Governments and health authorities need to invest further in research and development, but more importantly, institutions need to foster inter-disciplinary research to allow new innovations that cross the divisions between traditional disciplines like medicine and engineering.
At the same time, there are also inherent challenges to overcome in the adoption of new biomedical technology itself.
Coded gender biases in digital assistants like Siri, for example, risk reinforcing social behaviours and attitudes, while technologies such as drones raise issues including privacy, surveillance and individual freedom.
Health mapping using algorithms, for example, should not infringe the privacy of individuals, and measures are needed to ensure that data gathered on the spread of illness does not engender discrimination or even racism.
And the use of automatons in healthcare also has social implications when it comes to the emotional and pastoral care often provided by human nurses and doctors.
Addressing these kinds of challenges is not easy but it must start with engineers, regulators and governments establishing consensus around ethical principles of fairness, for example, and then converting this into measurable technical standards to ensure responsible conduct.
With every new development in science and technology, we must ensure the risks of unintended consequences are mitigated to help meet the UN’s goals of achieving a better, fairer life for everyone by 2030.

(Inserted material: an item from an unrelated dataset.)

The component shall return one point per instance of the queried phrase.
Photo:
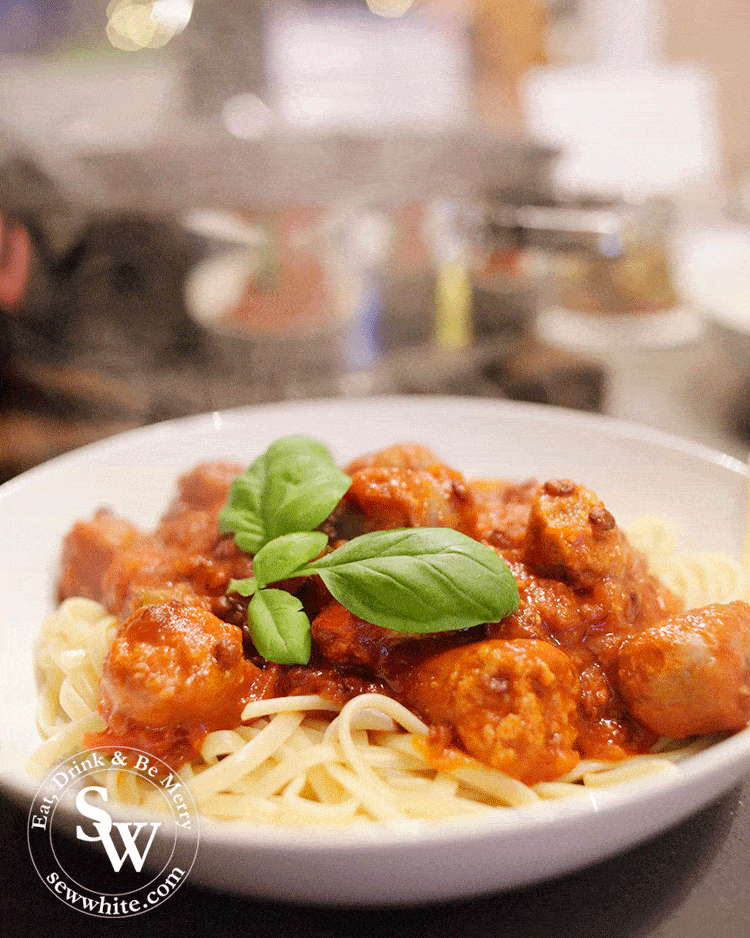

The COVID-19 epidemic has been a reminder of how globalisation has compounded public health issues, increasing the speed of disease spread and health risks, on the one hand.
On the other, it reminds us how important global efforts are to enhance our engineering capacity with powerful new tools to face the challenges of tomorrow.
If developed and adopted responsibly, smart bioengineering can help not only improve lives but save them as well.